2 Re: Word of Muth: Big Changes in Denver

The best coach I ever had played a lot of years in the CFL, and knew his stuff. When he saw someone on film doing what Schofield does, he'd slow it down, back it up slowly, then go forward slowly, back it up again, forward slowly again, etc., while exclaiming "(player's name), WHAT are you doing???????......Are you...........NEGOTIATING!!!!!!??????? Let's see this again.........1...2....3.....NEGOTIATE!!!!.....1....2.....3.....NEGOTIATE!!!!!"

Fun times.

3 Re: Word of Muth: Big Changes in Denver

If reports are true that Manning still hasn't accepted retirement yet, and given the obvious fact that Kubiak and Manning can't be made schematically compatible, does Manning have a landing spot acceptable to him, and if so, where? I really can't think of a good fit, at this point.

11 Re: Word of Muth: Big Changes in Denver

While he's certainly worse this season there were also some factors that probably helped make him look even worse.

They spent the preseason preparing with a scheme he clearly couldn't use successfully and forced him to take a lot of hits in early games. Mid-season they transfer to a new scheme that is somewhat more successful and he eventually has a few good games (GB, Indy) before injuries catch up with him.

If they had started with a scheme more suited to his talents and/or had better play from their O-Line we probably wouldn't have seen nearly as much of a decline.

12 Re: Word of Muth: Big Changes in Denver

This is really where Sambrailo's season ending injury stands out, right? Because if he were playing, Harris would be at right tackle and Schofield would be on the bench where he belongs.

13 Re: Word of Muth: Big Changes in Denver

Two rhetorical questions for a lineman's response:
1. in the first GIF, how does Harris wrestle his man from his right across his front to his left without holding? It looks pretty obvious from the rear view...I understand this isnt often called but still..

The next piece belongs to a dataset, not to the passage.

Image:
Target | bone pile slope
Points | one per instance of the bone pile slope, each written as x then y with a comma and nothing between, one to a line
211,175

2.In the second gif, when Garcia reaches over to hit Paradis and tell him to go solo, if I'm the defensive lineman, taught to go on motion, why don't I go (and I know it's because the flag will go against you, but why should it. He rocks and moves his arm, and the defender is at a disadvantage if they have to sit thru such movement, no?

15 Re: Word of Muth: Big Changes in Denver

I'm still not sold on Osweiler being an above-average NFL QB, but in the third GIF he shows a nice ability to keep his eyes downfield and look off the LB while dancing around the pressure.

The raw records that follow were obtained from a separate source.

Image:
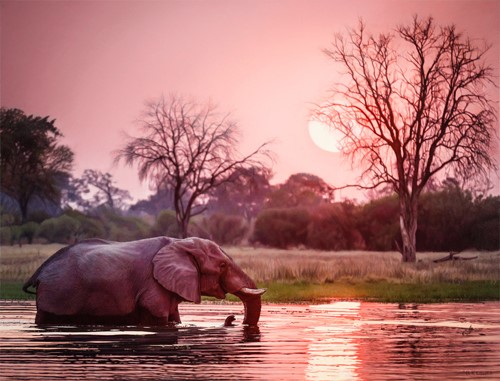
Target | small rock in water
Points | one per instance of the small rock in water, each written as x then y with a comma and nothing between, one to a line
229,321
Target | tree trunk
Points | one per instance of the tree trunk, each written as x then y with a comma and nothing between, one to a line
408,225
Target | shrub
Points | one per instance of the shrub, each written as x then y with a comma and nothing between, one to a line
378,222
226,229
62,229
282,227
29,231
5,235
445,219
333,227
166,224
486,224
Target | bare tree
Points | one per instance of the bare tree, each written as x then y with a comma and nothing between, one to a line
190,148
414,105
100,186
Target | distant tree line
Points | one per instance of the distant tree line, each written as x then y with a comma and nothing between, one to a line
298,213
41,201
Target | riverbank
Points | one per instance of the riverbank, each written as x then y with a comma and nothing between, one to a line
294,276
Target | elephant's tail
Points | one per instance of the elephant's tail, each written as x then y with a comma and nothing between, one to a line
30,283
33,281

In the best case, he just needs time against real defenses to perfect that sort of subtlety.

16 Re: Word of Muth: Big Changes in Denver

Khalil Mack sacked Osweiler 5 times yesterday. Would be interested to see a dissection of why he so obliterated Denver's OL.

17 Re: Word of Muth: Big Changes in Denver

Lordy, running a hoop is much much harder than it sounds.

Coach: Run around that hoop, DE, and then back around the other one.

DE: Sure thing coach!

DE: F this hoop and F you too, coach.